Skaleneffekte nutzen
Bei G Data geht man Managed Security Services ebenfalls aktiv an: „Wir werden unser Partnergeschäft für MSSP gezielt erweitern. Mit Hilfe von starken Partnern verbinden wir die Vorteile von „IT-Security Made in Germany“ mit Managed Services. An den Details unseres erneuerten Partnerprogramms arbeiten wir aktuell“, bestätigt Hendrik Flierman, Vice President Sales bei G Data. „Aktuell sehen wir im KMU-Bereich eine verstärkte Nachfrage nach cloudbasierten Sicherheitslösungen und werden noch in diesem Jahr spannende Lösungen anbieten.“
Unabhängig von der Ausprägung bieten Managed Services weitere Vorteile, wie Grunwitz beschreibt: „Durch die Bereitstellung von MSS oder SOC-Lösungen wird eine sehr intensive und vertrauensvolle Zusammenarbeit mit den Kunden etabliert. Diese Partnerschaft ist nicht auf Monate, sondern Jahre ausgelegt und bildet oftmals die Grundlage für eine darüber hinausgehende Partnerschaft.“
Mit steigender Automatisierung werden die Margen und damit die Profitabilität steigen.

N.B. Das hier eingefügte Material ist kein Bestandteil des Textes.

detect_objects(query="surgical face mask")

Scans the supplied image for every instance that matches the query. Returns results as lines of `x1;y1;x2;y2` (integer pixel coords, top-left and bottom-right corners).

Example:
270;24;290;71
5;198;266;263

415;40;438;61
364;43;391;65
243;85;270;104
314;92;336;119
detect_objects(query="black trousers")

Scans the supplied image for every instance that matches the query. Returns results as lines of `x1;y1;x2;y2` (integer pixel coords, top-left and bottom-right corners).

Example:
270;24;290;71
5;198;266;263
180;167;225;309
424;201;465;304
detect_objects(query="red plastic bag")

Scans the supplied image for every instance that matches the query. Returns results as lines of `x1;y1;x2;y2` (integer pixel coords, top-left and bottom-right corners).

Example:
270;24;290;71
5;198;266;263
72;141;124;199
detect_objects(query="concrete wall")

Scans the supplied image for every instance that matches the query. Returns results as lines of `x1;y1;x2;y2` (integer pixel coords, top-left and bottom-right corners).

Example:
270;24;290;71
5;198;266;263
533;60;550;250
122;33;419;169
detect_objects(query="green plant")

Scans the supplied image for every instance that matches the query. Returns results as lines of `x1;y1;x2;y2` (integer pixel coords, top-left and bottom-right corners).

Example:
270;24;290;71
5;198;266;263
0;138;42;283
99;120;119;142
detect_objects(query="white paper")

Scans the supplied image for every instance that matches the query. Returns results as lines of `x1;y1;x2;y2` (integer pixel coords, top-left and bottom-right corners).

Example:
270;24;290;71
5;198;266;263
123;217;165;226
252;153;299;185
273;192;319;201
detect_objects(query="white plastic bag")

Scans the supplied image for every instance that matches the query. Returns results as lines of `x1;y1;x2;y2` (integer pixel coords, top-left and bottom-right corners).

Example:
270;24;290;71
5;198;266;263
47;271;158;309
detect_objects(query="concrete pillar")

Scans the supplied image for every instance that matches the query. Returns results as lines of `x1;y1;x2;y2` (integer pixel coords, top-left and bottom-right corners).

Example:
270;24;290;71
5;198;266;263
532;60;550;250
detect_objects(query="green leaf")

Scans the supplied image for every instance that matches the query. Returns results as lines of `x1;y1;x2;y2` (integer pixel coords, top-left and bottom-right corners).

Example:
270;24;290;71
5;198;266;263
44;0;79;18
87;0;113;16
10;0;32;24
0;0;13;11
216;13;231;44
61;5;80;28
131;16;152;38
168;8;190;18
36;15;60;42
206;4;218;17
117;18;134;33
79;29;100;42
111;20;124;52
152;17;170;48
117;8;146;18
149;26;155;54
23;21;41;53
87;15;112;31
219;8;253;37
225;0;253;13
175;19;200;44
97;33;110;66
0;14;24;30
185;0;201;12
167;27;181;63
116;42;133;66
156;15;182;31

Ähnlich sieht das Vincenzo Biasi, Leiter Business Development bei Levigo Systems: „Managed Security Services schaffen eine hohe Kundenbindung und helfen uns, langfristige, partnerschaftliche Geschäftsbeziehungen zu unseren Kunden aufzubauen. Gleichzeitig lassen Sie sich in der Regel sehr gut skalieren. Das ermöglicht uns, unseren Kunden eine sehr hohe, gleichbleibende Servicequalität zu erschwinglichen Preisen zu liefern.“
Und Karsten Agten, Geschäftsführer von IT-On.net ergänzt: „Mit steigender Automatisierung werden die Margen und damit die Profitabilität steigen. Managed Security Services nehmen den Managern der Unternehmen die Haftung im Falle von Vorfällen. Der technische Schutz und die gewissenhafte Konfiguration von Security-Einrichtungen reduziert zudem das Risiko von DSGVO-Vorfällen. Die Kundenzufriedenheit steigt mit der Transparenz der Leistung und der regelmäßigen Information über den Schutzstatus des Unternehmens.“
Und so kommt künftig den Partnern die Aufgabe zu, als Wächter der Unternehmens-IT zu fungieren.